Sahara médias - Paris
Mardi 20 Novembre 2012



Le président Ould Abdel Aziz en compagnie de F. Hollande, à sa sortie de l'Elysée
Le président Ould Abdel Aziz en compagnie de F. Hollande, à sa sortie de l'Elysée
Le président mauritanien, Mohamed Ould Abdel Aziz, a déclaré, depuis Paris où il se trouve en convalescence depuis un peu plus d’un mois, qu’il « n’y a pas de dialogue possible avec les groupes islamistes armés qui occupent le nord Mali depuis plus de six mois ».
Le président Ould Abdel Aziz, qui s’exprimait ce mardi matin, à sa sortie d’une rencontre avec François Hollande, a indiqué que « le plan en cours d’élaboration est la mise en place d’une force militaire mais qu’il faut également poursuivre le dialogue et la concertation pour en finir avec cette histoire ».
Dans la même conférence de presse, le président français, François Hollande, a évoqué la situation au nord Mali, affirmant qu’il est « d’accord avec le président mauritanien dans son refus de dialoguer avec les groupes islamistes » qui contrôlent l’Azawad.
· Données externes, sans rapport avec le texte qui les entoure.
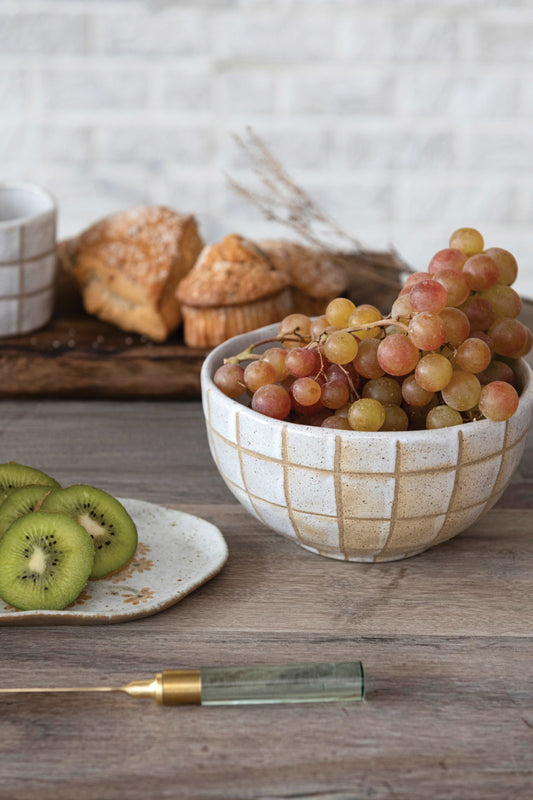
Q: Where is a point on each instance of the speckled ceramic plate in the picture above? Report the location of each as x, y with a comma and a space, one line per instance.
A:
177, 552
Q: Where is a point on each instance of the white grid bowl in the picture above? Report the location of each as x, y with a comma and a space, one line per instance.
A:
27, 257
360, 496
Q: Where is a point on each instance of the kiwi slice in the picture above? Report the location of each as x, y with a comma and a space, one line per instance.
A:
13, 476
45, 561
112, 529
19, 503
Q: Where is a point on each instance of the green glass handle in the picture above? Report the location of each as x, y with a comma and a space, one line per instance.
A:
289, 683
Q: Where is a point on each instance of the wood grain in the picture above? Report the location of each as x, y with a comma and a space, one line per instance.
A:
445, 637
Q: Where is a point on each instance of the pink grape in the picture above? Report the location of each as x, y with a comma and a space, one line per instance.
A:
302, 362
366, 415
318, 326
366, 361
504, 300
449, 258
427, 331
481, 272
272, 400
335, 394
259, 373
433, 372
340, 347
416, 277
397, 355
299, 327
306, 391
527, 345
507, 266
480, 312
498, 401
414, 394
229, 378
456, 286
338, 423
473, 355
277, 356
428, 296
509, 336
462, 392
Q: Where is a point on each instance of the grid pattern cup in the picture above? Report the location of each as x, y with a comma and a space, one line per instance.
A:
27, 257
360, 496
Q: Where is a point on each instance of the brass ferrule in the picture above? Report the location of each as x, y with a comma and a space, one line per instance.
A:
179, 687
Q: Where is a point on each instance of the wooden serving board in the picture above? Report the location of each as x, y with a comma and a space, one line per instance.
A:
78, 355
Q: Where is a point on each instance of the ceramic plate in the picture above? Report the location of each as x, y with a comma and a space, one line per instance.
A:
177, 552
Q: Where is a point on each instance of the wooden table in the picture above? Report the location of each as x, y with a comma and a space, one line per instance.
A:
446, 640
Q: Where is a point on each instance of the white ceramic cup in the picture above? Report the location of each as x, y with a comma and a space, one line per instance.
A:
27, 257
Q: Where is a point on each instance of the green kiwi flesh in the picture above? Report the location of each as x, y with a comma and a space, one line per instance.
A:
13, 476
112, 529
45, 561
20, 502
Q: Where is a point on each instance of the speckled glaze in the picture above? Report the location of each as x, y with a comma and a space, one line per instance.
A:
177, 552
360, 496
27, 257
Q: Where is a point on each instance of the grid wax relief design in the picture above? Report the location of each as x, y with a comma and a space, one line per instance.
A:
27, 272
362, 498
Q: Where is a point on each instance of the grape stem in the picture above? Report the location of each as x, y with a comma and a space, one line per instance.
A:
249, 355
294, 336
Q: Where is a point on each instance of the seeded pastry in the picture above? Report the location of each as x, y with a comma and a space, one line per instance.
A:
129, 264
316, 278
233, 288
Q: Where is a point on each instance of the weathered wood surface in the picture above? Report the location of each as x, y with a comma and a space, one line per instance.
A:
79, 356
446, 639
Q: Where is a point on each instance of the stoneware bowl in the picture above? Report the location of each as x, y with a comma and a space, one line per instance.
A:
27, 257
360, 496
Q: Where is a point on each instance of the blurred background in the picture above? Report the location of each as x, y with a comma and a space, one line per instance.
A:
404, 119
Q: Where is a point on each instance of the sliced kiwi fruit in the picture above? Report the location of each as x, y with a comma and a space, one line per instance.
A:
20, 502
13, 476
45, 561
112, 529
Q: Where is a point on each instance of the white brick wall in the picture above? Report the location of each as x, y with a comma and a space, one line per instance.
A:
404, 118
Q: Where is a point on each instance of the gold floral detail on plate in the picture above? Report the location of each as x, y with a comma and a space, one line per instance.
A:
135, 596
81, 599
139, 563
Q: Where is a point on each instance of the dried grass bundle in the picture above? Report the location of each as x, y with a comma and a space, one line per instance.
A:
281, 200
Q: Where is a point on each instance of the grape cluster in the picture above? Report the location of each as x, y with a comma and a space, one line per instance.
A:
442, 357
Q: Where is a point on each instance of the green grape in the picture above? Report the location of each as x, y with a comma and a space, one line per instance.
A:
385, 390
463, 391
366, 415
395, 419
362, 316
443, 417
338, 312
340, 347
467, 240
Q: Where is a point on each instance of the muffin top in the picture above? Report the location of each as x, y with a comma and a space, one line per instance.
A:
314, 272
230, 272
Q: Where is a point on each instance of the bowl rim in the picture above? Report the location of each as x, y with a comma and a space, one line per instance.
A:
208, 370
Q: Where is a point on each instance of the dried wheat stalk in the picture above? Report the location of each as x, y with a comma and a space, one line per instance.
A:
281, 200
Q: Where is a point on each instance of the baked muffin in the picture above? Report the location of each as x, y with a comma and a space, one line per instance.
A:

Il a ajouté qu’il y a des progrès grâce à la pression exercée par les Africains parallèlement à la menace d’une intervention militaire, précisant qu’il «  y a bien un dialogue politique qu’il faut préciser », allusion au fait qu’on ne peut pas dialoguer avec des groupes armés liés au terrorisme.
A signaler que des délégations d’Ançar Edine et du Mouvement national pour la libération de l’Azawad (MNLA) sont entrés, depuis plus d’une semaine, dans des négociations avec le président burkinabé, Blaise Campaoré, médiateur africain dans la crise malienne. Tout comme le gouvernement malien a annoncé, par la voix du Premier ministre, Cheikh Modibo Diarra, que le dialogue avec Ançar Edine et le MNLA est une « chose inévitable parce qu’en fin de compte ce sont des citoyens maliens ».